Parto indotto: ecco in cosa consiste, seguitelo passo dopo passo

Il processo dell’induzione è molto lento e possono volerci fino a 2/3 giorni affinché il travaglio riesca finalmente a partire.

Di norma, avviene quando la data prevista per il parto è stata superata da ben 2 settimane; tuttavia, vi si ricorre anche quando la salute della futura mamma e del bambino sono a rischio. In caso di preeclampsia o diabete, i ginecologi consigliano di indurlo qualche settimana prima della data di prevista, nove evitare che il bambino cresca troppo oppure che la mamma corra troppi rischi.

Infine, si decide di indurre il parto in presenza di una leggera sofferenza fetale, ovvero quando il battito cardiaco del bambino presenta alcune anomalie, seppur la situazione generale sia ancora buona.

Ecco tutti i passaggi dell’induzione del parto:

STIMOLAZIONE MANUALE DELLE MEMBRANE

In assenza di urgenze o complicazioni, il primo step dell’induzione riguarda la stimolazione delle membrane, solitamente effettuata dalle ostetriche: viene inserito un dito a livello del collo dell’utero e vengono massaggiate le membrane che contengono il liquido amniotico, stimolando così la produzione di prostaglandine naturali.

GEL PROSTAGLANDINICO

In caso non si fossero ottenuti i risultati sperati con la stimolazione, dopo almeno 30 minuti, l’ostetrica inserirà, tramite una siringa, un gel di prostaglandine sintetiche, in fondo alla vagina. Questa azione può essere ripetuta fino ad un massimo 4 volte, a distanza di 6 ore l’una dall’altra.

ROTTURA DELLE MEMBRANE

Nel caso il travaglio non sia ancora cominciato, le ostetriche procedono con la rottura artificiale delle acque: è molto fastidioso in quanto si utilizza un uncino di plastica, inserendolo fino al collo dell’utero, per rompere il sacco amniotico. L’uscita del liquido amniotico permette alla testa del bambino di scivolare verso la vagina.

OSSITOCINA

In caso di insuccesso delle 4 fasi precedenti, si passa alla somministrazione di una flebo di ossitocina sintetica in infusione continua. Una volta che il travaglio ha finalmente preso il via, la flebo verrà comunque lasciata anche dopo il parto, per favorire le contrazioni che aiuteranno l’utero a prevenire le emorragie post-partum.

COSA SUCCEDE AL BAMBINO

L’induzione al parto non ha alcun effetto sul feto, tranne una leggera irritazione dovuta alla continua sollecitazione delle membrane.
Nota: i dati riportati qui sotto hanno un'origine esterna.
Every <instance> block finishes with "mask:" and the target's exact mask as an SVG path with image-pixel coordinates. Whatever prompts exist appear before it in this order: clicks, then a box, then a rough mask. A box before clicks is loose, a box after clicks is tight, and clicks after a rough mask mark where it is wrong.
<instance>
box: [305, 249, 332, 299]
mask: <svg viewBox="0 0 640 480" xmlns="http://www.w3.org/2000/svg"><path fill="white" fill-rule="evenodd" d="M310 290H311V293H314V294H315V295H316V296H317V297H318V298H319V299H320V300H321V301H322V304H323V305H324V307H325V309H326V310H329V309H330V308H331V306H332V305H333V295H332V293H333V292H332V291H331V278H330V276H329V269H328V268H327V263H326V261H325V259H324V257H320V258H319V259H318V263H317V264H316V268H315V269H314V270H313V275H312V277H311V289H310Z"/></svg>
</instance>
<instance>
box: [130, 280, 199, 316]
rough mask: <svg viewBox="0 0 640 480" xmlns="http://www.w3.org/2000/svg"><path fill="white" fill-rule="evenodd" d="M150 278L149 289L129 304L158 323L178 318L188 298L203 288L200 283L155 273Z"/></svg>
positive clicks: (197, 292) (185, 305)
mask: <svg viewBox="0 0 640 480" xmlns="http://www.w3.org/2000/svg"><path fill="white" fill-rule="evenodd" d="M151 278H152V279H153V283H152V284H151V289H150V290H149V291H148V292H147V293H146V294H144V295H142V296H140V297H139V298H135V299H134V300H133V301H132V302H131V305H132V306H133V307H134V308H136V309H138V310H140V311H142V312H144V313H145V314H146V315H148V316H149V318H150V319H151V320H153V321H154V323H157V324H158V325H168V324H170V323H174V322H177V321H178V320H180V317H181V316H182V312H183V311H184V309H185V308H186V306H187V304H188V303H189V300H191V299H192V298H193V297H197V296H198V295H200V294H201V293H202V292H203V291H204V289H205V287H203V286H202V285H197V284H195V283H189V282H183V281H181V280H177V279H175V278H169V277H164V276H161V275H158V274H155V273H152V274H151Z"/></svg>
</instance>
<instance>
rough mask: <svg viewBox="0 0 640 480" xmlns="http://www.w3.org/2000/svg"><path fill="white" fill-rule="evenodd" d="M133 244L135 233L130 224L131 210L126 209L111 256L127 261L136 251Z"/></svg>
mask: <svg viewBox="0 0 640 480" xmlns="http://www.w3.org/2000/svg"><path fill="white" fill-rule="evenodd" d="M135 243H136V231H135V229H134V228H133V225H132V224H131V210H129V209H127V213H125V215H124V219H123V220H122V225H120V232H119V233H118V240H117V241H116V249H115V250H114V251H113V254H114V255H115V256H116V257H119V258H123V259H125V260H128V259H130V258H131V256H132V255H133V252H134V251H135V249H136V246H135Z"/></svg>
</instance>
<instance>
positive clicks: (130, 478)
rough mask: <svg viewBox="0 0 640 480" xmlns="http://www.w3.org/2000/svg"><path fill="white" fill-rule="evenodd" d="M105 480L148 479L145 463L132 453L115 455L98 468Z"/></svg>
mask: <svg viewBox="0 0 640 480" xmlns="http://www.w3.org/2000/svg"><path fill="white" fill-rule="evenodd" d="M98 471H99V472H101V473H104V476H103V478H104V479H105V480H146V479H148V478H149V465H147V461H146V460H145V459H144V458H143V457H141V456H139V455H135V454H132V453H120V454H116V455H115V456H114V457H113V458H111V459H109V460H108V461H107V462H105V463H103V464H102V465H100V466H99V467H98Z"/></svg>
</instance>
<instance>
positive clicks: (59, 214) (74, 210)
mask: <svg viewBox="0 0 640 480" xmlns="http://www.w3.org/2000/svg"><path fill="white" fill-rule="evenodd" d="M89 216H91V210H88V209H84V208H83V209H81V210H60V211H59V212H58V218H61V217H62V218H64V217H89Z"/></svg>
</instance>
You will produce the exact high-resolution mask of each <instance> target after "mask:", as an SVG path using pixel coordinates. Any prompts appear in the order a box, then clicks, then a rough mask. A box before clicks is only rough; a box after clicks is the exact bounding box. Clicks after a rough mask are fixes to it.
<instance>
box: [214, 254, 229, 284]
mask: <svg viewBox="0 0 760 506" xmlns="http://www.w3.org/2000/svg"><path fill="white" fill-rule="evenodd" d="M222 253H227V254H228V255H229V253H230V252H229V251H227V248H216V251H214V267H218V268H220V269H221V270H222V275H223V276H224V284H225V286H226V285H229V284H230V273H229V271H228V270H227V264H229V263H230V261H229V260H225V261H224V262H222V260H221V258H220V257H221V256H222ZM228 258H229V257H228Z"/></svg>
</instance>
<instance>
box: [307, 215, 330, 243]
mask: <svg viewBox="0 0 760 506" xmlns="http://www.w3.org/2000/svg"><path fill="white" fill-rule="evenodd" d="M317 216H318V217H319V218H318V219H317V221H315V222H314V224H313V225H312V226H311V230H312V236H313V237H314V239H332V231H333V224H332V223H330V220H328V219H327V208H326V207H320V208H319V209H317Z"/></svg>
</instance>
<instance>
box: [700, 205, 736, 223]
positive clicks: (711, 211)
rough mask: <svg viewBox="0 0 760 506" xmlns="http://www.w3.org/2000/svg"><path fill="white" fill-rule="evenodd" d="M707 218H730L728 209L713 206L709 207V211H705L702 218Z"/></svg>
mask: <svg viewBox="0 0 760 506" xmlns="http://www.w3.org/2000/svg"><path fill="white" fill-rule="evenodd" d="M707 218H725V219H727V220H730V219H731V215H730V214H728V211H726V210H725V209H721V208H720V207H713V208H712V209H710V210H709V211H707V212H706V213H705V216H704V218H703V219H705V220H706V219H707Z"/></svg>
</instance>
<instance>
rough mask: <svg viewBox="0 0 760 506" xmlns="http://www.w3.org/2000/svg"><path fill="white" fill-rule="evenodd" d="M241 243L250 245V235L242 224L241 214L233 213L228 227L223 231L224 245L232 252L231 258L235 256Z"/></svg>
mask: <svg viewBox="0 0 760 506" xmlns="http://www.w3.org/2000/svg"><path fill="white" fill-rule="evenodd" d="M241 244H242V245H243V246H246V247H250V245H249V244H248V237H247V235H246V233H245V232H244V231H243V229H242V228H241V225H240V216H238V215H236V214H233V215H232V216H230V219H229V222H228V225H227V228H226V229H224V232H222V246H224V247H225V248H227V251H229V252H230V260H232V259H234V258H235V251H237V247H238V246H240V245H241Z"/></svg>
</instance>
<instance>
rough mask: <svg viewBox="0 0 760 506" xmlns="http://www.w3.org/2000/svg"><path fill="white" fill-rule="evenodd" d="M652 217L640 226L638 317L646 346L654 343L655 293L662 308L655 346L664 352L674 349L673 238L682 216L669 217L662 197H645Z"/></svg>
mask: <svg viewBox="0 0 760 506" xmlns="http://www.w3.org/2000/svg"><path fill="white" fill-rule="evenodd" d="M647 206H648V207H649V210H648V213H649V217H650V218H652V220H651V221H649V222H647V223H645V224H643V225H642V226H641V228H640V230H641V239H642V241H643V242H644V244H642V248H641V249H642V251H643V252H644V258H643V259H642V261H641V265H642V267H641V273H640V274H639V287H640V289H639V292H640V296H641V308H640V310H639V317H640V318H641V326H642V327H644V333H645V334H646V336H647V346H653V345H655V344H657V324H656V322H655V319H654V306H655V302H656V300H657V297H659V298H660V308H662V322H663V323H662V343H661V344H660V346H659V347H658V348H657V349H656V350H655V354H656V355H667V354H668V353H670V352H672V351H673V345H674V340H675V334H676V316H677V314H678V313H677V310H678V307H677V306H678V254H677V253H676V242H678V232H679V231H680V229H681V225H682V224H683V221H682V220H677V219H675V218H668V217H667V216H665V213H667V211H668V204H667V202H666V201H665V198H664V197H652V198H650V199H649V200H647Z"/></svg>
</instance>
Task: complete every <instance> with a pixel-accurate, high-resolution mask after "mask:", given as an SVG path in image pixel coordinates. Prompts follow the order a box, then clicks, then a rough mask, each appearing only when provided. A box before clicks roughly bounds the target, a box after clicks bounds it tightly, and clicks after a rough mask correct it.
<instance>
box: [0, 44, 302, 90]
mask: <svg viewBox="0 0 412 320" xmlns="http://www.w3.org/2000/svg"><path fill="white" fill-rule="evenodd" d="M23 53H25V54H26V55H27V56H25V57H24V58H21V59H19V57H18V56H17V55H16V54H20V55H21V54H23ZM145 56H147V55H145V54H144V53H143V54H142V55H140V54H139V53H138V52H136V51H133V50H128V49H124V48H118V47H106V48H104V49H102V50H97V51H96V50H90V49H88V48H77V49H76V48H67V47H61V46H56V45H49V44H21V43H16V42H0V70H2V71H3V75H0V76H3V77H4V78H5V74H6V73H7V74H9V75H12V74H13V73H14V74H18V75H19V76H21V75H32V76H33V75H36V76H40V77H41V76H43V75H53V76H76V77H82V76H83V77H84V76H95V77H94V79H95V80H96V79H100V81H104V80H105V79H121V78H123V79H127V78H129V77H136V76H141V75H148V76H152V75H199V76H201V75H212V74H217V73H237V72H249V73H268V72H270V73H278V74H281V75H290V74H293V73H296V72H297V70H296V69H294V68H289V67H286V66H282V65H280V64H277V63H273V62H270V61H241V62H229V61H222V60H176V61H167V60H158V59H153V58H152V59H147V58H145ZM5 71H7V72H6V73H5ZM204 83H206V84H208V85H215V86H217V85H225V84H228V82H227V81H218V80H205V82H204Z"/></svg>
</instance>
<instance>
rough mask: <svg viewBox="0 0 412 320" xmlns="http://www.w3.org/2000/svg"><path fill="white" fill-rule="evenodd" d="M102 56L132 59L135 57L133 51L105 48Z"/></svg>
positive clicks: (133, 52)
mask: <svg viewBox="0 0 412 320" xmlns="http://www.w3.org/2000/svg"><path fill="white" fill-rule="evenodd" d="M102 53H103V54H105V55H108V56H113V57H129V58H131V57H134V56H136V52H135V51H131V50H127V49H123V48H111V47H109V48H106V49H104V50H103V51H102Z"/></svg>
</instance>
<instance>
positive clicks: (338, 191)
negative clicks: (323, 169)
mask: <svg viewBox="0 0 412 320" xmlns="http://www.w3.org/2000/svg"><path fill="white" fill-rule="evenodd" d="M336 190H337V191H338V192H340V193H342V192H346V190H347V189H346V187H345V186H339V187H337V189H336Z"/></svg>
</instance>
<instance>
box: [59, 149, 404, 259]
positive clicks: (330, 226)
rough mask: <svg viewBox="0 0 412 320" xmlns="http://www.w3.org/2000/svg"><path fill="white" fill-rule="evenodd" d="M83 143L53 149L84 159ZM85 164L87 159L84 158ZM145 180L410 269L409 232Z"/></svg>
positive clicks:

COSA SUCCEDE ALLA FUTURA MAMMA

Il travaglio indotto è molto doloroso, in quanto le contrazioni non sono spontanee, bensì provocate farmacologicamente o meccanicamente: non si ha un crescendo come nei travagli naturali, ma le contrazioni sono da subito ravvicinate e causano un forte dolore. Si consiglia pertanto, dove possibile, di fare l‘anestesia epidurale.

SE L’INDUZIONE NON DOVESSE FUNZIONARE

In rari casi l’induzione non porta alcun risultato, ma, qualora fosse così, ci son due strade praticabili: il cesareo, oppure un nuovo ciclo di induzione:

  • Se si è deciso di indurre il parto per una sospetta sofferenza fetale, si sono rotte le acque, oppure la salute della mamma è a rischio, si procederà immediatamente al parto cesareo;
  • in caso non ci fossero urgenze, invece, si potrà procedere con un secondo ciclo di induzione, a distanza di un paio di giorni;
  • infine, se nemmeno con il secondo ciclo si riuscirà a partorire, si ricorrerà immediatamente al cesareo.